Let $X$ be a topological space and let $Y$ be a metric space. Let $f_{n}:X\rightarrow Y$ be a sequence of continuous functions. Let $x_{n}$ be a sequence of points of $X$ converging to $x$ . Show that if the sequence $(f_{n})$ converges uniformly to $f$ , then $(f_{n}(x_{n}))$ converges to $f(x)$ .

$f$ is continuous, by Theorem 21.6, therefore, for every $\epsilon>0$ , there is an open neighborhood $U$ of $x$ such that $f(U)\subset B_{d_{Y}}(f(x),\tfrac{\epsilon}{2})$ . Let $N$ be such that for $n>N$ , $x_{n}\in U$ and $d_{Y}(f_{n}(x),f(x))<\tfrac{\epsilon}{2}$ for all $x\in X$ . Then, by the triangle inequality, $d_{Y}(f_{n}(x_{n}),f(x))\le$ $d_{Y}(f_{n}(x_{n}),f(x_{n}))+d_{Y}(f(x_{n}),f(x))<\epsilon$ for $n>N$ .

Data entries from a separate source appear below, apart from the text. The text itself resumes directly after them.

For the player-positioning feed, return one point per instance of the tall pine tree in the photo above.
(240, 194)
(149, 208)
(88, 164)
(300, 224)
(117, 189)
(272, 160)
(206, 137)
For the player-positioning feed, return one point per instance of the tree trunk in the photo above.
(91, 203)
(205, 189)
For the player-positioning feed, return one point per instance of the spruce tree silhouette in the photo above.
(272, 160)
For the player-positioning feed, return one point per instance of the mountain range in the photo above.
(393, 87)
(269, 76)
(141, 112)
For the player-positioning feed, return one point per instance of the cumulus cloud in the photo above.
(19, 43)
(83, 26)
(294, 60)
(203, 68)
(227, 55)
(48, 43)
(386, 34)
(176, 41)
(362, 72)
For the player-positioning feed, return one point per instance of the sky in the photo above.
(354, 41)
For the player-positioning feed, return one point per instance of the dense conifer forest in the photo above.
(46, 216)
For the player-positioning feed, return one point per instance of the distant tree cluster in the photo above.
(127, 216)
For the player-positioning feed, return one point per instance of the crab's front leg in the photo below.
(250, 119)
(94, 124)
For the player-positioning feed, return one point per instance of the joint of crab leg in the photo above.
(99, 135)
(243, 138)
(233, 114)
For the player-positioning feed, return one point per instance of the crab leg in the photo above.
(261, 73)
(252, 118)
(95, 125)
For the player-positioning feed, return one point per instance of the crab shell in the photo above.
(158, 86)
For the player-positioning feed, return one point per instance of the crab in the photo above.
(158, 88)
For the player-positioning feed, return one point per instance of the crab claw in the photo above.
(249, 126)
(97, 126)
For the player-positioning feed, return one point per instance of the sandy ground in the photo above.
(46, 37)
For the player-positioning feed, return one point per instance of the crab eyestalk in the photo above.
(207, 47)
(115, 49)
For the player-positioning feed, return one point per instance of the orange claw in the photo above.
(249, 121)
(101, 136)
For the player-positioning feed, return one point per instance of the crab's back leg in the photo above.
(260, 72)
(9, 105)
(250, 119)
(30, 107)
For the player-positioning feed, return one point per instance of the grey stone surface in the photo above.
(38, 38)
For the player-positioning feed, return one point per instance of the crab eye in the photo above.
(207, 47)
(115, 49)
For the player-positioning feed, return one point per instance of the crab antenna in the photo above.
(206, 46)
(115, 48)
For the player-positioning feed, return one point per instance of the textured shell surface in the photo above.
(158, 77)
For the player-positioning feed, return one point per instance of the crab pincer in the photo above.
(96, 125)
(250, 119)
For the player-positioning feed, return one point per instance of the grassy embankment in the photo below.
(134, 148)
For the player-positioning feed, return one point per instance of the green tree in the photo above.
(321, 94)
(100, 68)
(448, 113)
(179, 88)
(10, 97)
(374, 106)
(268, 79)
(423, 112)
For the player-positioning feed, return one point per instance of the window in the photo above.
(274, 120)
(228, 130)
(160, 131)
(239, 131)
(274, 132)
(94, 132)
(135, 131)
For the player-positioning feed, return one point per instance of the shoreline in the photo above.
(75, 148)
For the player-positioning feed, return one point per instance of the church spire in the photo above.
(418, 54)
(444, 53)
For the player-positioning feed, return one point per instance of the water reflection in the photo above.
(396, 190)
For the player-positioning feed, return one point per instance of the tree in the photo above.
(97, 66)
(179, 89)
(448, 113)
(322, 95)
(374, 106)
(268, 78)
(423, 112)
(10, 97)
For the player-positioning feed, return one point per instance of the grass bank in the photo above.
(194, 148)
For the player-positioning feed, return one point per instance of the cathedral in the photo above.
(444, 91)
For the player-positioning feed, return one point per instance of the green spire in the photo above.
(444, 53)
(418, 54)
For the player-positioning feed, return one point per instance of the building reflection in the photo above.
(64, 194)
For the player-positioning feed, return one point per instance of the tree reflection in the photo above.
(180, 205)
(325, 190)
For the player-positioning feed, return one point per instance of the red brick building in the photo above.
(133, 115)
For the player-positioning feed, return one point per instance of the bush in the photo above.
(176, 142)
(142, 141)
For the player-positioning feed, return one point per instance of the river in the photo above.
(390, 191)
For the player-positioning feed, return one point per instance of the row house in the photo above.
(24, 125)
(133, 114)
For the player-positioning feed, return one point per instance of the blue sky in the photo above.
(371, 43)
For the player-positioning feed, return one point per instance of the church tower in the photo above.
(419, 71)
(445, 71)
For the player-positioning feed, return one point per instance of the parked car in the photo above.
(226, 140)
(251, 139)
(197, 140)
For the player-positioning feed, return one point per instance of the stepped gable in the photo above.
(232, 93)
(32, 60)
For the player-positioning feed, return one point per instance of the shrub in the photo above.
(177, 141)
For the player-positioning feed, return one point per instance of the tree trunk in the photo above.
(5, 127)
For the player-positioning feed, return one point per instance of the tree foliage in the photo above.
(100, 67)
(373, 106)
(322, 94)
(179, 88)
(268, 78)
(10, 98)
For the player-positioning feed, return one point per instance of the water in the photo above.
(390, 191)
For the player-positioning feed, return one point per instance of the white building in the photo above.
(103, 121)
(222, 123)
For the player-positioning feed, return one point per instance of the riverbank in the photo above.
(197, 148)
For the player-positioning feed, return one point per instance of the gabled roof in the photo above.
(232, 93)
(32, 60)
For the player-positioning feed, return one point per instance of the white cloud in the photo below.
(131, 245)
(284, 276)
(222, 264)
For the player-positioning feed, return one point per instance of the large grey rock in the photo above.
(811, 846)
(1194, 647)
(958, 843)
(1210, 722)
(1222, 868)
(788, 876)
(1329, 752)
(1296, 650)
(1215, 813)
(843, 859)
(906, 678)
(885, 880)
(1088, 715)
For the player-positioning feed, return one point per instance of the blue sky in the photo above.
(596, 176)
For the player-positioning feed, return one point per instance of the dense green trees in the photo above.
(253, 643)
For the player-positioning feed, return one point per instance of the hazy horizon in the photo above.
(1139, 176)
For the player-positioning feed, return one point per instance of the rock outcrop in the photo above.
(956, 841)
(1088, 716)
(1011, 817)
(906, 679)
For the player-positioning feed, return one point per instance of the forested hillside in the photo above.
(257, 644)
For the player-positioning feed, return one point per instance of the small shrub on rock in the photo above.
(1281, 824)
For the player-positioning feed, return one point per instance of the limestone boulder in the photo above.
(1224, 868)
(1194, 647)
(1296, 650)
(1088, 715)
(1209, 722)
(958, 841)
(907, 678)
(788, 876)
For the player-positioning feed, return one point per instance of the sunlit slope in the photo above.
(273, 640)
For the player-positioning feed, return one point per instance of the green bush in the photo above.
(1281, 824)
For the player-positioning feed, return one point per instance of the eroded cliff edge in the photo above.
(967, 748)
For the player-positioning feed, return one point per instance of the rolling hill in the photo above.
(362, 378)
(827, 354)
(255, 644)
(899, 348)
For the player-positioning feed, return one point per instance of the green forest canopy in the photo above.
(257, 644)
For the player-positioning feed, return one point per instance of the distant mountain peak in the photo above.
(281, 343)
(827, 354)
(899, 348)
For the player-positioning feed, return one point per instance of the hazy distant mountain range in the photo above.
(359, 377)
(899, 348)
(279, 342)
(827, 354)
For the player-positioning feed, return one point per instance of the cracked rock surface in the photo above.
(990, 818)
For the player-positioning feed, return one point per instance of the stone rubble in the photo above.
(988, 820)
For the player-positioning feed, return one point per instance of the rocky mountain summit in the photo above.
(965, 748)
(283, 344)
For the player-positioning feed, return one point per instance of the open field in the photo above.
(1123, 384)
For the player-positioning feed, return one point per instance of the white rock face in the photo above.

This is of course not true if the convergence is not uniform. For example, $x^{n}\rightarrow\begin{cases} 0 & x<1\\ 1 & x=1 \end{cases}$ on $[0,1]$ , but $(1-\tfrac{1}{n})^{n}\rightarrow\tfrac{1}{e}\neq1$ . But this is also not always true even if all $f_{n}$ and $f$ are continuous while the convergence is not uniform. For example, $\min\{|nx-1|,1\}\rightarrow1$ , but $\min\{|n\tfrac{1}{n}-1|,1\}\rightarrow0\neq1$ . See also the function $f$ of Exercise 9, which converges to $0$ but $f(\tfrac{1}{n})\rightarrow1$ .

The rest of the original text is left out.